Note that this approach won't do you any good if you need a GUI on the
client or if you want to use LTSP functionality as well as your
monitoring program.
 
> I've looked at several explanations of the "mount"
> command. In all cases it is used to mount a device
> onto a directory that already exists. I see no
> information on how to create a initial mount point
> that is local to the client..

You can't - you need at least a root filesystem to mount something on.
The root filesystem is mounted by the kernel during boot (though you can
use pivot_root to change it later). A possible solution here is to
retain the initrd you booted from (or perhaps pivot_root to a ramdisk)
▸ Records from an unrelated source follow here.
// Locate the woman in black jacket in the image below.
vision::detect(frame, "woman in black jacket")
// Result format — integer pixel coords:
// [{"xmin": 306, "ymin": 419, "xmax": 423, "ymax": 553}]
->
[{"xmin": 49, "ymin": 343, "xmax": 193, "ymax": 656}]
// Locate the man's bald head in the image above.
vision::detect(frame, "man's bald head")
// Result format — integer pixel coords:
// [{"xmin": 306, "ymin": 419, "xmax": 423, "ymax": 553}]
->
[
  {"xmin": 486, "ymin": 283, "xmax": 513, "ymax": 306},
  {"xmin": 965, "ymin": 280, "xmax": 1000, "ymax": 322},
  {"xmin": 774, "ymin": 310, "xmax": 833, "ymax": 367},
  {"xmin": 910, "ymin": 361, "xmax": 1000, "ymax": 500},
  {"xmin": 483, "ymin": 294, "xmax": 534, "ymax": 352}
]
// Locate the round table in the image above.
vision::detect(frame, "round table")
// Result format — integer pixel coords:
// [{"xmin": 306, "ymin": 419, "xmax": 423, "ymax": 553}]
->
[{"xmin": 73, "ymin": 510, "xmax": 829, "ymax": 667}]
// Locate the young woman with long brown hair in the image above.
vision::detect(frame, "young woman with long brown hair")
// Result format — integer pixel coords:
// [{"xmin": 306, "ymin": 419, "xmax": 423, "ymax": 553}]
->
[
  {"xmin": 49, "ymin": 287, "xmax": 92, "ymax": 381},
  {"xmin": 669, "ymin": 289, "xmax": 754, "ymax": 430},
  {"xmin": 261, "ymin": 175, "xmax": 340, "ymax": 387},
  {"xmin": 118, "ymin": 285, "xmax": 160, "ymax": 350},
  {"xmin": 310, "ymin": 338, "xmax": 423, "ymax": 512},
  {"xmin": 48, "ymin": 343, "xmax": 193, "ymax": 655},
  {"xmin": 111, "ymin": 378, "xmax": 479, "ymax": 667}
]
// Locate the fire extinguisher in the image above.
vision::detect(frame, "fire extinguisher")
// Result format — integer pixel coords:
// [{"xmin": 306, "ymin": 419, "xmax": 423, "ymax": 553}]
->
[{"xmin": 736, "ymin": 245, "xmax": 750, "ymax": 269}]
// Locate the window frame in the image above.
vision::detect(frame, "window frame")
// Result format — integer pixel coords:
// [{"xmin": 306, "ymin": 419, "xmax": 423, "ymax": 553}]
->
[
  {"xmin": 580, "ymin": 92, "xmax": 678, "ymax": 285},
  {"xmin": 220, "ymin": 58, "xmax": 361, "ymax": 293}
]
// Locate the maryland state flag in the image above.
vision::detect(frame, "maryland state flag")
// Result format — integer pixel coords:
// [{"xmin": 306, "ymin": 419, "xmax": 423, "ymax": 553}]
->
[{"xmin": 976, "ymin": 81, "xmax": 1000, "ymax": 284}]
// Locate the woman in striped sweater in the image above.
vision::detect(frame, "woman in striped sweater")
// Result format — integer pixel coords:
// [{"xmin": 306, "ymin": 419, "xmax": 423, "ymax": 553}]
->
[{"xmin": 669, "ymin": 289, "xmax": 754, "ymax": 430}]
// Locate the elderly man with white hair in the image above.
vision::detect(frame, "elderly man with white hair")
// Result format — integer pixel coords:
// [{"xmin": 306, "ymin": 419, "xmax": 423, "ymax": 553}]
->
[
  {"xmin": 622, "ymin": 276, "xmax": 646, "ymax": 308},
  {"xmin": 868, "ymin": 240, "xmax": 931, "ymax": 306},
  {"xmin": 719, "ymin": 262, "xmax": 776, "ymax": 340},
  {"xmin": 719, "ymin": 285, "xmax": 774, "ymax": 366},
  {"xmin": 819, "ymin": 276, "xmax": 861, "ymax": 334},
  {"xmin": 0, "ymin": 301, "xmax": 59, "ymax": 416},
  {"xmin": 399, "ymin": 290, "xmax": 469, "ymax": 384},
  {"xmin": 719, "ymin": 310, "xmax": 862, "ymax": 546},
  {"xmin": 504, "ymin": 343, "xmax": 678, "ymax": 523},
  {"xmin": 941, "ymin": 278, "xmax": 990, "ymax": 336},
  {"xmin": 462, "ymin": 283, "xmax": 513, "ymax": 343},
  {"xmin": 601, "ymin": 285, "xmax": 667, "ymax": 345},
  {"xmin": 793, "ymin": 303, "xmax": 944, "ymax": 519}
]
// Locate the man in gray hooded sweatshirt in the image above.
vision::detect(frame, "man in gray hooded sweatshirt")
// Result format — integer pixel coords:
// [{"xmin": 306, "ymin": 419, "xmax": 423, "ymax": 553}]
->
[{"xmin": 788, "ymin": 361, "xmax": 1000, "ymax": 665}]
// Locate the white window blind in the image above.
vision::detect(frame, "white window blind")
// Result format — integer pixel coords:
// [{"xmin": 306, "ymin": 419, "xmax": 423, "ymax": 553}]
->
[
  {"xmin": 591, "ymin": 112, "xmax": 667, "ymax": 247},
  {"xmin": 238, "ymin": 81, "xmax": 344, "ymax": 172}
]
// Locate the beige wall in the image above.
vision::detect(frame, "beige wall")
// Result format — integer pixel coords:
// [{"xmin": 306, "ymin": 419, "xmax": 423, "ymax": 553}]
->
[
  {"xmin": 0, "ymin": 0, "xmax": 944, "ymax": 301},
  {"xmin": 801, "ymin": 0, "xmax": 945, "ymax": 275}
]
then mount anything else you need over NFS in subdirectories. I'd be
inclined to entirely avoid NFS if at all possible, and instead send
updates to the server using a simple script and HTTP GET requests, or
something like that.

It might also be possible to mangle the LTSP startup scripts so that the
LTSP "root" is mounted in /ltsp (for example) on the client. You'd
probably have to spawn your monitoring process then chroot into /ltsp,
because the chances are there will be hard-coded paths in the LTSP setup
scripts, and even if there are not you'd have to mangle your PATH etc to
make it work. Chrooting is likely to be much simpler. Note that I cannot
guarantee that this approach will work or that it will prevent the
problem you're having - I'd investigate entirely NFS-less clients first
(if you don't also need full LTSP functionality, that is).